How to revert a merge in git


Note: this post assumes (1) you just did a squash merge (aka single-commit merge) and (2) you did not force-rebase beforehand.

If you're practicing continuous integration on your team, you likely run into broken merges all the time. When that happens, you want to be able to quickly revert back to a working commit, but how does one revert a merge commit?

It took me a while to find some good explanations online, so here's my two cents.


  1. Run git revert -m 1 <merge-commit>
  2. Fix the problem on a new branch


The -m 1 is necessary when reverting a merge commit, since it has two parents. This chooses to revert back to the previous commit on the first parent, the branch where you ran git merge from, which is usually the "trunk" (e.g. main).

Now, why don't we just keep working off the old branch?

While tempting, adding commits to the old branch can cause confusion if you plan on re-merging it later. This is because the reverting a merge will only undo the data changes introduced by that merge—it does not “unmerge” the branches in history.

In other words, git will still think the two branches were merged at that commit, so any previous changes in the old branch will be ignored if you try to re-merge it.

A simple example

Consider the picture below. You just merged your code from branch into main, but the merge caused something to break. So now you want to undo it.


                 v HEAD (good)
main   -- A ---- B
branch        C --- D


                        v HEAD (broken)
main   -- A ---- B ---- M
            \         /
              C --- D

You know that commit B was working fine, so you quickly revert the merge:

git revert -m 1 HEAD
                               v HEAD (good)
main   -- A ---- B ---- M ---- B'
            \         /
              C --- D

Great! You're back to a safe place. The main branch moves up to B', which is the same code as B. Now you go off to debug M.

Once you've figured out what caused it to break, you want to try and merge branch back into main, with the fix added on top. What do you do?

Re-merging your work

Let's say you did try to re-merge your work on the old branch. You found the problem and added a fix, commit E:

-- A ---- B ---- M ---- B'
     \         /
       C --- D ------------ E
                            ^ fixes the problem (probably)
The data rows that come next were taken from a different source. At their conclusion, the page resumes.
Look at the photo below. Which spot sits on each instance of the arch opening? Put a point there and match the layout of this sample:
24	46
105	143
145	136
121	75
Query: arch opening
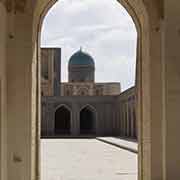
87	121
62	121
140	21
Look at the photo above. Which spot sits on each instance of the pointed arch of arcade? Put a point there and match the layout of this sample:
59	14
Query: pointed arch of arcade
62	120
87	119
146	16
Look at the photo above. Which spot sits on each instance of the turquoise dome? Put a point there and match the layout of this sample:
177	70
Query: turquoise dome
81	58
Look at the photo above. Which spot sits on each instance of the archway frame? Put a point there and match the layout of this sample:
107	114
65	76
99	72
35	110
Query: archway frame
66	107
93	109
137	10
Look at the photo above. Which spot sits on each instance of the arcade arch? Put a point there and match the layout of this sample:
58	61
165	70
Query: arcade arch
88	120
62	121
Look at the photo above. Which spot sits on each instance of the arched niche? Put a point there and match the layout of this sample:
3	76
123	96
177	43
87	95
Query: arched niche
88	117
62	121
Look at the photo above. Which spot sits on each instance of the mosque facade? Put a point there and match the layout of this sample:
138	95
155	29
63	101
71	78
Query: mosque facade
81	106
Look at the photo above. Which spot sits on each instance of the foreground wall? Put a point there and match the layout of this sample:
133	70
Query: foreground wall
3	91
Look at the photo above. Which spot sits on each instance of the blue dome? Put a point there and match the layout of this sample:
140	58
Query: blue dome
81	58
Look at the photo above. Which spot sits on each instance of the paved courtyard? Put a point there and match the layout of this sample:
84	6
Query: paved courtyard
86	159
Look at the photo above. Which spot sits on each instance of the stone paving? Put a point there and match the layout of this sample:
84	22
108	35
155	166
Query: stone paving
85	159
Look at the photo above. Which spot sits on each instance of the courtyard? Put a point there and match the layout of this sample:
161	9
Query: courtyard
86	159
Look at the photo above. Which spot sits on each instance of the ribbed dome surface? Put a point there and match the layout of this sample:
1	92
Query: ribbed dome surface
81	58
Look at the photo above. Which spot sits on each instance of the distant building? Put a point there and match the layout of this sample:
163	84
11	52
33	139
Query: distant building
81	106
It's tempting to just merge the old branch again, but if you do, your merge will only include the changes in E. It will not include C and D.

That's probably not what you want. You want to include your previous work and the new fix, all in one merge.

Here are some options instead.

Option 1: work off of the revert

This is the safest option.

Start with the reverted code at B' and add on your work from the previous branch.

This is similar to rebasing, but you don't destroy any history.

Here's what it looks like in our simple example, replaying the changes from branch in single-commit steps:

git checkout main # at B'
git checkout -b fix # switch to new branch
git cherry-pick C # creates C'
# test, make sure it works
git cherry-pick D # creates D'
# test again... woops, it broke!
# fix it, then commit D2
-- A ---- B ---- M ---- B'
     \         /          \
       C --- D              C' --- D2
             ^ branch               ^ fix (D had the bug)

In the example above, we started at the revert commit, which is B'. Then we start adding our previous work in small steps: first C, then D, etc. This way the bug is easier to narrow down.

If branch had a lot of commits, you might find it easier to replay all the commits at once and run git bisect instead:

git checkout main # at B'
git checkout -b fix # switch to new branch
# pick up everything from the old branch
git cherry-pick A..D
# find the bug
git bisect start
git bisect good main
git bisect bad fix
# etc etc

Gotta love git bisect.

Option 2: force rebase

If you're just doing this locally, it might be easier to rewrite history. In that case, you can simply force the old branch to start at A again, effectively "undoing" the merge.

git checkout branch
git rebase -f A
main   -- A ---- B ---- M ---- B'
          | \         /
          |   C --- D
branch    C' ---- D'
                  ^ HEAD

You can see the old branch was revived with a new set of commits, identical in data to the old branch.

Option 3: hard reset

When all else fails, you can always hard reset main back to before the merge:

git checkout main
git reset --hard B
                 v HEAD
main   -- A ---- B
branch        C --- D

This one is nice because it takes you back to a simpler time, before all this merge revert nonsense!

But be careful when using these last two options on a public branch, as other people might be relying on that history for their own work.